Many filter primitives take parameters. There are a few things to watch out for:

  • The common animation infrastructure shared by the compositor and style system needs to be extended to support interpolation between filter objects, with their parameters.
  • When a CSS transition or animation applies to parameters of filter primitives in an SVG <filter> element (not yet supported in Gecko, but will have to be eventually since the SVG and CSS WGs have resolved to promote some of those parameters from attributes to CSS properties), it can affect the rendering of the filtered content but there is no easy way to express this to the OMTC compositor so it can do OMTA of those parameters. Proposal: ignore this issue for now and not support OMTA of those parameters
  • Some primitives (<feImage>, custom filters) take parameters that are images. These will have to be external to the filter object and supplied separately when the filter object is used.
    • Proposal: When using a filter object with Moz2D, pass in a list of Moz2D SourceSurfaces to use as the image parameters
    • Proposal: When attaching a filter object to a Layer, attach a list of special child Layers to use as the image parameters (similar to the way we attach a special child Layer to mask with)

Implementation

There are lots of ways we could organize this.

Perhaps the simplest approach meeting all our needs would be:

  • A GLContext implementation that takes a filter object, a GL object for the source data, GL objects for the image parameters, and composites the result of the filter into another GL object.
  • A CPU implementation that takes a filter object, a DataSourceSurface for the source data, DataSourceSurfaces for the image parameters, and computes the result of the filter into a new DataSourceSurface.
    • Many filter primitives would benefit from a SIMD implementation.

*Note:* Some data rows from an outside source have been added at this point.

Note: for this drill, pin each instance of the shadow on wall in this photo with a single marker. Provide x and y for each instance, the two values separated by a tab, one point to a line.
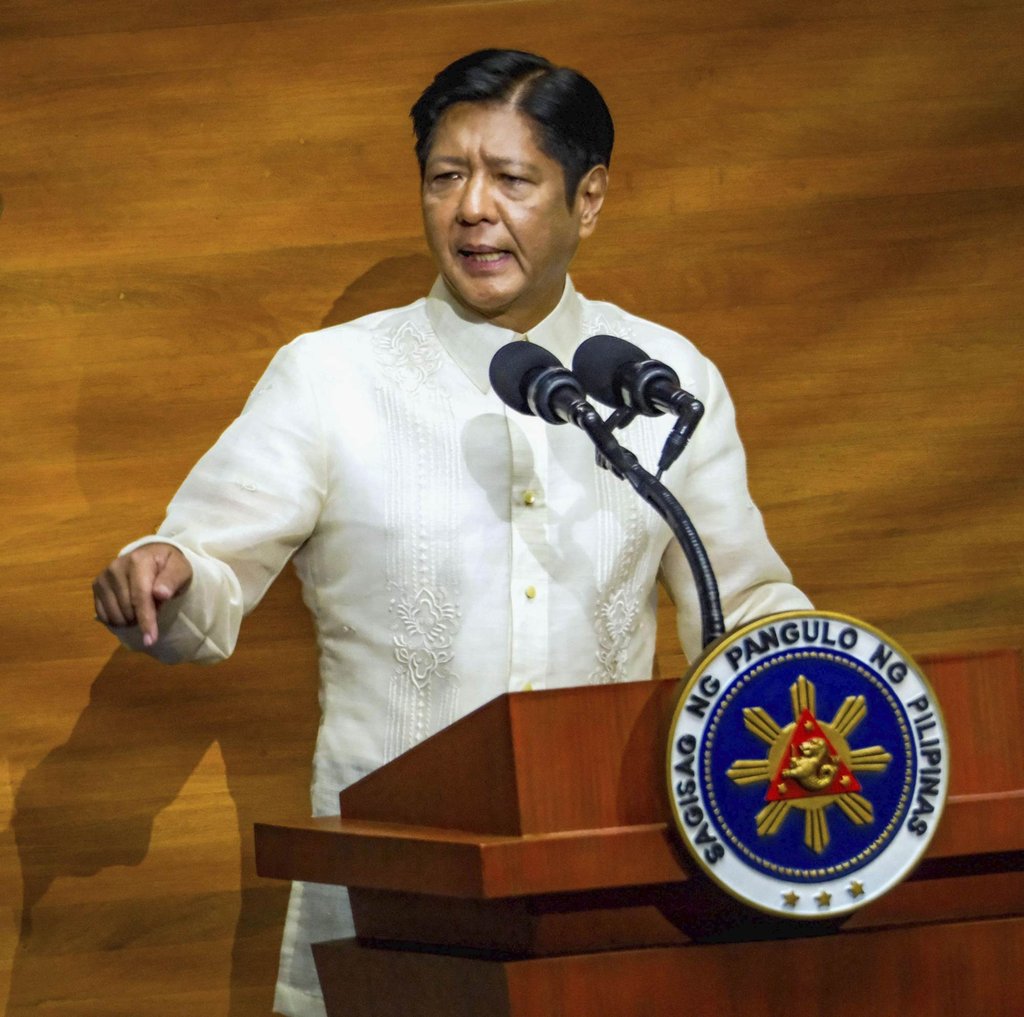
91	803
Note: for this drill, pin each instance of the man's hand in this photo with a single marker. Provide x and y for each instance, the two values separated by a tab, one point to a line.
130	589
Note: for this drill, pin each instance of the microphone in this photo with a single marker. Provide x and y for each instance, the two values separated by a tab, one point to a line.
622	375
619	374
530	379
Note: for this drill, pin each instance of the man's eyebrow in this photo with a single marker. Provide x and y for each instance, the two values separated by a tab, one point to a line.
494	162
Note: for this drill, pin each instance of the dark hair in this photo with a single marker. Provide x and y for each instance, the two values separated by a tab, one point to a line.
572	122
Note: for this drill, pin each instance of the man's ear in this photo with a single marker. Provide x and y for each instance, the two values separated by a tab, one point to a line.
590	198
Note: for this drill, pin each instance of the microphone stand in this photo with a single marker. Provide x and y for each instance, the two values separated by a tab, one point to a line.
625	465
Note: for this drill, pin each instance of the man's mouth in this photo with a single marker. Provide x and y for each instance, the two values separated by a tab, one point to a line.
481	255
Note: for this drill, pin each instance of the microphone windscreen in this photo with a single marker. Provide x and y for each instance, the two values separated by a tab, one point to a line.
511	368
598	361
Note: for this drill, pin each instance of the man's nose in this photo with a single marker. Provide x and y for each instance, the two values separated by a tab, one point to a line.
476	202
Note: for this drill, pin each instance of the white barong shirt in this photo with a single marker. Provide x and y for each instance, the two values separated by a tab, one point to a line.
450	549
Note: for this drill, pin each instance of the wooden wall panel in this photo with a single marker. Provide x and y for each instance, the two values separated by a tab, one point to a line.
827	198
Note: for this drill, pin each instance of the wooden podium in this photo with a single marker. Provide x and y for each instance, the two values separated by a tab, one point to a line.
521	863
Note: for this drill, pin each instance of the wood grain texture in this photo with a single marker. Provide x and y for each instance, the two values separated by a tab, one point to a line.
828	199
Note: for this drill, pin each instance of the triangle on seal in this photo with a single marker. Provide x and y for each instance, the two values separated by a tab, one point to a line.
810	766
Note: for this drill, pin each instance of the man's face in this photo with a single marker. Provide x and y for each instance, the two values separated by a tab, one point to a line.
496	217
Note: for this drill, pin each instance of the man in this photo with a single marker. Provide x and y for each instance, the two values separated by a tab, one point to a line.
450	550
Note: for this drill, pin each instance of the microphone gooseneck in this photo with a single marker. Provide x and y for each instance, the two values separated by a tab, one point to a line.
621	375
529	379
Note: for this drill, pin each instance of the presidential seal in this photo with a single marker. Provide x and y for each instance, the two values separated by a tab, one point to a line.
808	764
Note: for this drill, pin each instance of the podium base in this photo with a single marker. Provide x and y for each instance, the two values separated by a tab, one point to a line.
945	970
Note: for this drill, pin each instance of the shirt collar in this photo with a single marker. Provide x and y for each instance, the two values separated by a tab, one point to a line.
472	340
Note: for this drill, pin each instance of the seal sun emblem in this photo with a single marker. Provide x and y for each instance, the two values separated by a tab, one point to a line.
809	765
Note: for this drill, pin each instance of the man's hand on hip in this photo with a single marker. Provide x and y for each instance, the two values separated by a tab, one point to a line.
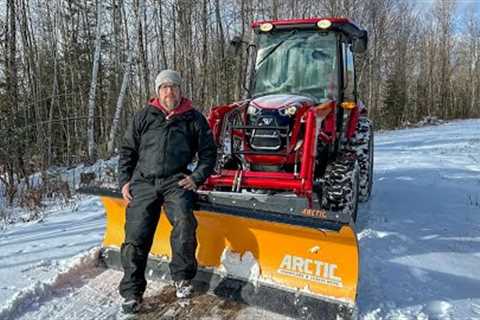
126	193
188	183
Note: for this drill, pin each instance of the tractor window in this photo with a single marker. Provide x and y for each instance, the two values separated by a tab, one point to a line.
296	62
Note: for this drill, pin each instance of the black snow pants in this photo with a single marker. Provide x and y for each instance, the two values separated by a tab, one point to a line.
142	217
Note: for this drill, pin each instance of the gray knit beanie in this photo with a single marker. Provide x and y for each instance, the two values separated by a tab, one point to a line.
167	76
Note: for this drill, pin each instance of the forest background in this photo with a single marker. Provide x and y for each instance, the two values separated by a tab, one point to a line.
72	72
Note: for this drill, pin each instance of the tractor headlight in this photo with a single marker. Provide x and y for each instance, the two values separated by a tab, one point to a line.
253	111
288	111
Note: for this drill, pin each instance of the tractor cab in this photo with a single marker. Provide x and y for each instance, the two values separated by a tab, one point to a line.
311	58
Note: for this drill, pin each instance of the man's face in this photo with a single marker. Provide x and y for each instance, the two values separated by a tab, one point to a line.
169	95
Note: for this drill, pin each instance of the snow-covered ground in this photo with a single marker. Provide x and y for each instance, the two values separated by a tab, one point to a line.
419	241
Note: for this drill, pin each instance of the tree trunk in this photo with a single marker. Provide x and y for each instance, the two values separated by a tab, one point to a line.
92	147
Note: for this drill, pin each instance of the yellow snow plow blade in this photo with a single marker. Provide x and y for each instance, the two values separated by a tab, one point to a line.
313	269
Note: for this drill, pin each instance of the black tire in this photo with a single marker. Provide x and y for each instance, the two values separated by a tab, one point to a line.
362	145
340	189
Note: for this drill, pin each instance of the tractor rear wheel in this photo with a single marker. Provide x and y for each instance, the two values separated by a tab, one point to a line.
362	145
340	189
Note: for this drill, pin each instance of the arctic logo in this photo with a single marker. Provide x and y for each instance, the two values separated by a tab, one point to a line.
308	269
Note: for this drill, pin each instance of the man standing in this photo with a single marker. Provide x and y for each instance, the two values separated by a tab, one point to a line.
159	144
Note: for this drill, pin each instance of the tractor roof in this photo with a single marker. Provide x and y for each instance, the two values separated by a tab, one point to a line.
344	25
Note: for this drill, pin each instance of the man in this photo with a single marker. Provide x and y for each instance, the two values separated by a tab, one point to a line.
160	142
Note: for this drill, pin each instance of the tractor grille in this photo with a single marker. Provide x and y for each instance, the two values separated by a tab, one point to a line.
267	136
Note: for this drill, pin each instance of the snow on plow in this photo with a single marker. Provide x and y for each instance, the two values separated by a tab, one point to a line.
290	264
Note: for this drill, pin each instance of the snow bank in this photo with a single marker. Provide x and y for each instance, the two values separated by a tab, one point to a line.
68	275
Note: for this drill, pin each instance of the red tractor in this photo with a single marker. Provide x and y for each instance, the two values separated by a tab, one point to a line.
301	141
275	222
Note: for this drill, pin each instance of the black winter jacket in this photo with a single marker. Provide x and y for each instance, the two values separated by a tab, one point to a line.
155	147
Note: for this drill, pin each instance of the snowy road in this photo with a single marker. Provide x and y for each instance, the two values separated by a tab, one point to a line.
419	242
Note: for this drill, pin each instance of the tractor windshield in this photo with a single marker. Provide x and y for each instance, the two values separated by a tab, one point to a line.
298	62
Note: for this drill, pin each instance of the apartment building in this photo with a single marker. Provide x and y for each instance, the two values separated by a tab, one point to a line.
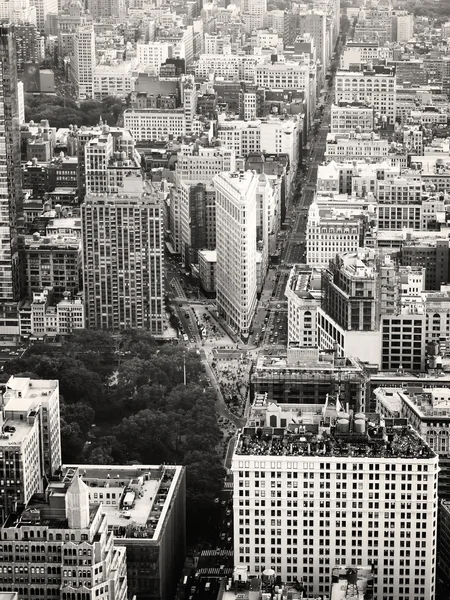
283	76
51	261
41	318
306	375
43	9
123	257
236	283
232	67
367	497
152	55
271	135
113	79
314	23
198	220
375	86
351	116
402	26
30	443
362	53
428	413
328	234
144	506
400	202
199	164
357	146
152	124
83	62
61	529
303	293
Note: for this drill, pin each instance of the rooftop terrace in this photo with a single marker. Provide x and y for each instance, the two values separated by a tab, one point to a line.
135	498
375	438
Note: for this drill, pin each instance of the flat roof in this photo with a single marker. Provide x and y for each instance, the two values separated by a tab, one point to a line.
153	487
22	394
377	441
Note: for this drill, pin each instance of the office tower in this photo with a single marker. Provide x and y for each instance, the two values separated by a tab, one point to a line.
306	375
428	412
351	116
343	234
315	23
18	11
30	447
11	188
145	508
27	44
44	8
61	548
256	12
106	9
375	85
402	26
109	158
123	257
198	220
314	490
196	198
303	293
83	62
53	261
236	248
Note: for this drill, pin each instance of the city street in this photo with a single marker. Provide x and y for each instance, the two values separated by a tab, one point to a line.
295	248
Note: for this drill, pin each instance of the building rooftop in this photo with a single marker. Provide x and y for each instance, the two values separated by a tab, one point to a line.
139	497
331	433
304	282
351	583
429	403
23	394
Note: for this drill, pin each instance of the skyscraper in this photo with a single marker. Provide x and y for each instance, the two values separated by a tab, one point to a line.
315	490
123	257
236	248
83	63
30	446
10	173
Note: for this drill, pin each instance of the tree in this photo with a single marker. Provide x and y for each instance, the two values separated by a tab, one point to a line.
72	441
79	413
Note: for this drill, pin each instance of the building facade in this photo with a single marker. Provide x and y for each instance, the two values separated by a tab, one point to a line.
123	258
236	248
304	513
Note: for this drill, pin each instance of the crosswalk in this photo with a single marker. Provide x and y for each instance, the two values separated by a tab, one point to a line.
221	552
224	572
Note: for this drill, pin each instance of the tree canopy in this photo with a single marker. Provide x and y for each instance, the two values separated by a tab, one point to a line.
60	112
123	400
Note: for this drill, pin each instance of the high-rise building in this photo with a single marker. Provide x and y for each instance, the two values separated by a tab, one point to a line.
106	9
27	44
110	157
146	510
10	175
123	257
30	446
236	248
68	535
402	26
428	412
256	10
43	9
83	62
343	234
375	85
318	489
53	261
198	220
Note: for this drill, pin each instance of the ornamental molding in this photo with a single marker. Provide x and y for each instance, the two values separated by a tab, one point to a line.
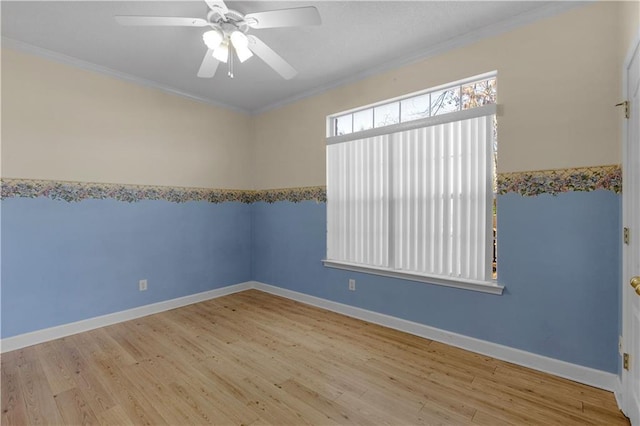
554	182
529	183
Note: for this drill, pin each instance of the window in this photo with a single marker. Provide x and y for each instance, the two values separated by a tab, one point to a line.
410	187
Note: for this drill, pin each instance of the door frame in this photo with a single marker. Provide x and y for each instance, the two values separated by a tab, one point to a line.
624	396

Each Moz2D backend would select either the GLContext implementation or the CPU implementation. Moz2D-D2D would need to use an ANGLE GLContext and wrap SourceSurfaceD2D and DrawTargetD2D objects into GL objects via some ANGLE hack.

The BasicCompositor layer compositor would call down into the Moz2D API. Other layer compositors would use the GLContext implementation. D3D-based compositors would need to use ANGLE.

Unaddressed Issues

Filters can reference the page contents behind a filtered element using BackgroundImage/BackgroundAlpha. Supporting this is somewhat orthogonal to the above concerns.